One of our regular offseason traditions is the Exit Interview, where we look back at each player that got into a game for the St. Louis Cardinals in the past season. This is the 11th season we’ve done this and it’s a good way to get a view of the whole year, not just a short stretch of games. It’s sort of like a performance review before the players went off to their offseason work, spending a little time with Oli Marmol and going over what went right, what went wrong. Stats and grades are only for a player’s time in St. Louis, though splits numbers may include other teams.

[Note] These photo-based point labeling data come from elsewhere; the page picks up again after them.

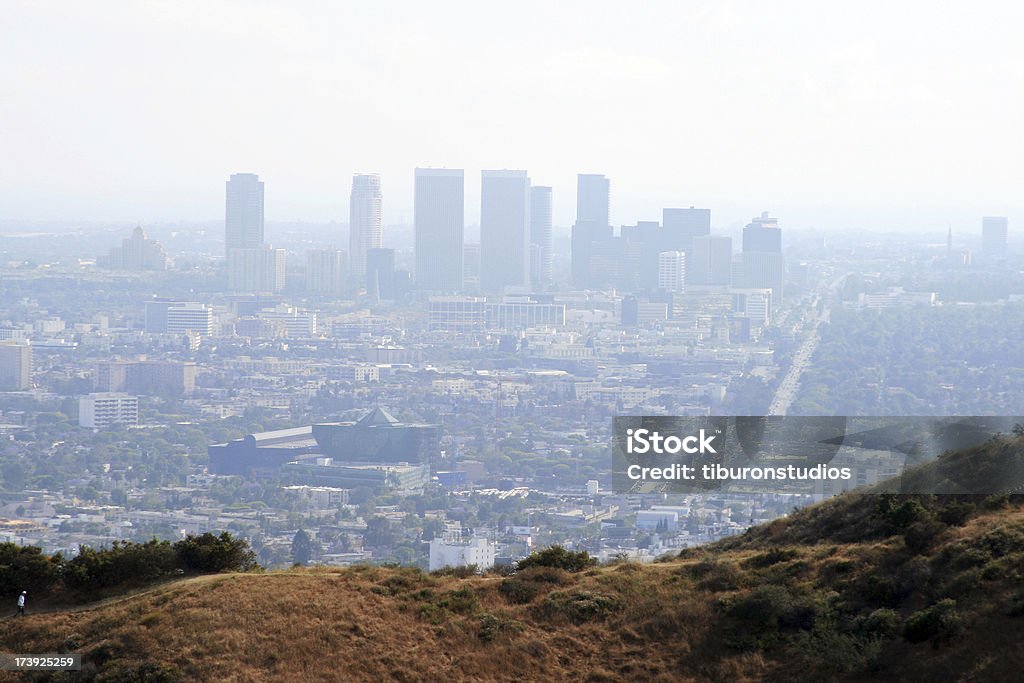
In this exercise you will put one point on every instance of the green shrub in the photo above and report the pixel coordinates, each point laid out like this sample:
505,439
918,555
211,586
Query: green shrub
526,585
773,556
122,563
922,535
27,568
911,577
882,623
208,553
772,607
938,623
1004,540
716,577
955,514
492,627
579,606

As always, my sincere thanks to the legend of cardinalsgifs for providing the header image!
Player: Kramer Robertson
Season stats: 2 G, 1 PA, 1 RBI, .000/.000/.000, -100 OPS+, -0.1 bWAR, -0.1 fWAR
Statcast: .194 xwOBA, 0.0 barrel %, 65.1 exit velocity, 0.0 hard hit %, 0.0 K %, 0.0 BB %
Best Statcast category: Max Exit Velocity (1st percentile)
Worst Statcast category: Max Exit Velocity (1st percentile)

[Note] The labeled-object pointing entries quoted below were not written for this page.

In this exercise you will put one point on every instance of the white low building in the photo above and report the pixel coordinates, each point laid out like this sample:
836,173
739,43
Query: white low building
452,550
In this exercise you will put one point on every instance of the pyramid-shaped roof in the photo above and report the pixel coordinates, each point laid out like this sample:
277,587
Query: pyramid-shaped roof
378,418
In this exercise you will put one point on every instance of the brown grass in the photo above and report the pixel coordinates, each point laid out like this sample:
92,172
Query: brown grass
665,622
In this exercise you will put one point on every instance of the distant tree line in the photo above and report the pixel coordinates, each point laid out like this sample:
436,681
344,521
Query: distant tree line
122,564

Positives: Got a chance to make his major league debut when the Cardinals demoted Paul DeJong while Edmundo Sosa was still on the COVID list…pinch-ran on May 10, then pinch-hit in a blowout of the Orioles the next night….had nine homers in 81 games at Memphis.
Negatives: Wasn’t able to get a hit in his only major league chance….was placed on waivers the beginning of June to free up a roster spot for Zack Thompson…was claimed by the Braves but never made the majors with them before he was released and resigned by the Cardinals….was released at the end of the season for a second time.

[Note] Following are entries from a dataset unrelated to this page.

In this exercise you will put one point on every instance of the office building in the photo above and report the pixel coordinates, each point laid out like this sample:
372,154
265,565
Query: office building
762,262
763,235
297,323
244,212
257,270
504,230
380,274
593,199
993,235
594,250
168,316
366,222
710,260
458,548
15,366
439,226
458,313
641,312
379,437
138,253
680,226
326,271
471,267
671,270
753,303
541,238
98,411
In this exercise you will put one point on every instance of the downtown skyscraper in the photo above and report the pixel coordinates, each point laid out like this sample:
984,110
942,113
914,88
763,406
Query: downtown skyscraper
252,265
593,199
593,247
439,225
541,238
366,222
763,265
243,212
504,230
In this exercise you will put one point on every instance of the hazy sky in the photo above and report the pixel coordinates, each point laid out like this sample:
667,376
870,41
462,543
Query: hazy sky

Overview: Robertson was a fourth round pick in 2017, though that was the year they were penalized their first two picks in the whole Houston hacking scandal thing. Robertson’s mother, former Baylor and current LSU women’s basketball coach Kim Mulkey, has much more star power than her son and that has always been the case. Robertson showed a few flashes here and there in the minors, but his ceiling was always going to be a bench infielder. It was nice that he finally got his cup of coffee and has a line in the history of the game but there’s no expectation we’ll ever see him again.
Outlook: Not making it in two organizations last year and already being 28 doesn’t bode well for his future, though it’s still possible someone will pick him up for minor league depth in the off-season. Hopefully he’ll eventually get another shot at the big leagues, but there’s a pretty good chance this one at bat will be the sum total of his major league experience.